Summary
By the end of this article, you will understand how astronomers use light to read the chemical fingerprints of giant planets, and what those chemicals reveal about how planets are born.
Quick Facts
Surprise: The planet YSES 1 b is 14 to 22 times more massive than Jupiter!
Surprise: Astronomers detected a rare type of heavy carbon (Carbon-13) floating in the planet's atmosphere.
Salient Idea: The inner planet spins twice as slow as the outer planet, possibly slowed down by a magnetic field.
Surprise: These huge planets orbit their star at 160 and 320 times the distance Earth is from the Sun.
The Discovery: Reading Planetary Barcodes
In 2024, scientists used the powerful VLT telescope in Chile to look at a star system called YSES 1. This system has two massive planets, called super-Jupiters, orbiting incredibly far from their star. But scientists did not just take a picture—they used an upgraded instrument called CRIRES+ to break the planets’ light down into a spectrum, like a rainbow. They found a Surprise: by reading the missing colors in the light, they detected the exact chemical fingerprints of water, carbon monoxide, and a heavy isotope of carbon (Carbon-13). It is the first time water and carbon monoxide have been detected on the smaller, outer planet, YSES 1 c. This discovery proves we can read the weather of alien worlds with incredible precision.
High-resolution spectroscopic characterization of young super-Jovian planets enables precise constraints on elemental and isotopic abundances of their atmospheres.
— Yapeng Zhang et al.
The Science Explained Simply
This is NOT a story about planets forming like Earth, slowly gathering rocks over billions of years. Super-Jupiters pose a major problem for astronomers: they are too huge and too far from their star to form the ‘normal’ way. The Salient Idea here is using chemistry as a time machine. By measuring the ratio of carbon to oxygen (C/O) in the planets’ atmospheres, scientists can figure out where they were born. The inner planet has a C/O ratio matching its host star, suggesting it formed very quickly when a massive cloud of gas collapsed under its own gravity. It is a top-down formation, completely different from how rocky, terrestrial planets are made.
Comparing chemical abundances in the atmospheres of both companions and the system’s dynamical properties provides unprecedented details for tracing its formation history.
— The Research Team
The Aurora Connection
What determines how fast a planet spins? The inner planet, YSES 1 b, spins much slower than the outer planet. Why? The secret might be magnetic fields. When a giant planet forms, it is surrounded by a spinning disk of gas and dust. If the planet has a strong magnetic field—much like the one that causes the auroras on Earth—that field interacts with the disk. Over millions of years, this magnetic connection acts like a giant, invisible brake, slowing the planet’s rotation. Our own magnetic field protects our atmosphere from the solar wind and creates the Northern Lights, but on young super-Jupiters, magnetic fields literally shape the physical spin of the world.
Massive companions can effectively ionize the CPDs [circumplanetary disks] and spin down through interactions between magnetic fields.
— Astrophysics Theory
A Peek Inside the Research
How do you see a dim planet next to a blindingly bright star? It requires intense data processing. The team had to physically block the star’s light, but some still leaked into their instruments. To fix this, they used advanced math—specifically, polynomial equations—to model the exact brightness of the leaking starlight and subtract it from the data pixel by pixel. Only then could they extract the faint, pure light of the super-Jupiters. This Story of problem-solving shows that modern astronomy is just as much about writing brilliant software as it is about building giant telescopes.

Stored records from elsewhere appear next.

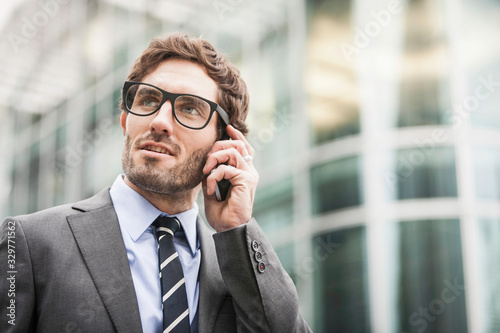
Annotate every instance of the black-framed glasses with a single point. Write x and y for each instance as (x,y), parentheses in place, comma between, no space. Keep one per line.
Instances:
(191,111)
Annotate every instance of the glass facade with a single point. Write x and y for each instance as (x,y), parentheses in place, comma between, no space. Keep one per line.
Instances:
(375,125)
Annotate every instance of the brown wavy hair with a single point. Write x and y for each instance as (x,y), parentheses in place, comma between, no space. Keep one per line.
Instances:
(232,95)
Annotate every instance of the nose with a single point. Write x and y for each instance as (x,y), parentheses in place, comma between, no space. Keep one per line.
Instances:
(163,120)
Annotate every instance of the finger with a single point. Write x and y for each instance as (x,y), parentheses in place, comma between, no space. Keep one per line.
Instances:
(228,156)
(221,172)
(237,135)
(225,144)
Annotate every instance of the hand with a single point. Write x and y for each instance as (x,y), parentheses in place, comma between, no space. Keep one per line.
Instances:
(237,208)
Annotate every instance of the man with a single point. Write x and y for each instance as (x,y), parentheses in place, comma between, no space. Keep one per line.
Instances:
(103,264)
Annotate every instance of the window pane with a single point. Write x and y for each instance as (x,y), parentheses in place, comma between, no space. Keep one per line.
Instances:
(489,251)
(424,90)
(286,255)
(336,184)
(273,206)
(331,84)
(426,173)
(341,282)
(430,288)
(487,173)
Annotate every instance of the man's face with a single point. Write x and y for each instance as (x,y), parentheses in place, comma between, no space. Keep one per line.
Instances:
(161,155)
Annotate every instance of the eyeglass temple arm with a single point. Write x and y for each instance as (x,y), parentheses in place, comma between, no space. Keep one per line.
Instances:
(223,114)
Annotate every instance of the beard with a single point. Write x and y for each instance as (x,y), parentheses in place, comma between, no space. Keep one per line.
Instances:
(173,181)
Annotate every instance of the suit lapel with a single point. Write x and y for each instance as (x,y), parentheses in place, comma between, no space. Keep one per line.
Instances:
(212,287)
(99,238)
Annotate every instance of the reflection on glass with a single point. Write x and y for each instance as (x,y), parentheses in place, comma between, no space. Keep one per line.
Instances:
(479,25)
(336,184)
(330,81)
(341,282)
(431,284)
(285,253)
(424,94)
(483,100)
(489,251)
(425,173)
(487,173)
(273,206)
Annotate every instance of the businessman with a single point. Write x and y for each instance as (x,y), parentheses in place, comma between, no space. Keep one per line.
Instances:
(137,257)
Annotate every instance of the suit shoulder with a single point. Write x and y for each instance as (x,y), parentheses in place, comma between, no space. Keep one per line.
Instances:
(59,213)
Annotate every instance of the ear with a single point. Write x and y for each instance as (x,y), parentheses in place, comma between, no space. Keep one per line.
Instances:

To remove the stellar contamination, we carried out additional corrections on the 2D data before spectrum extraction.
— Yapeng Zhang
Key Takeaways
High-resolution spectroscopy allows scientists to find specific molecules like water and carbon monoxide light-years away.
A planet's ratio of carbon to oxygen acts as a chemical fingerprint to tell us exactly where and how it formed.
Comparing multiple giant planets in the exact same system helps astronomers test and rule out different formation theories.
Magnetic braking from a planetary disk can drastically slow down a gas giant's rotation speed.
Sources & Further Reading
Frequently Asked Questions
Q: What exactly is a super-Jupiter?
A: A super-Jupiter is a gas giant planet that is significantly more massive than our own Jupiter. The planets in this study, YSES 1 b and YSES 1 c, are estimated to be roughly 14 and 6 times heavier than Jupiter, respectively.
Q: How do astronomers know what chemicals are in an exoplanet’s atmosphere?
A: They use a technique called spectroscopy. Different chemicals absorb specific colors of light. By looking at a planet’s light, scientists see dark ‘lines’ where colors are missing, which act like a chemical barcode.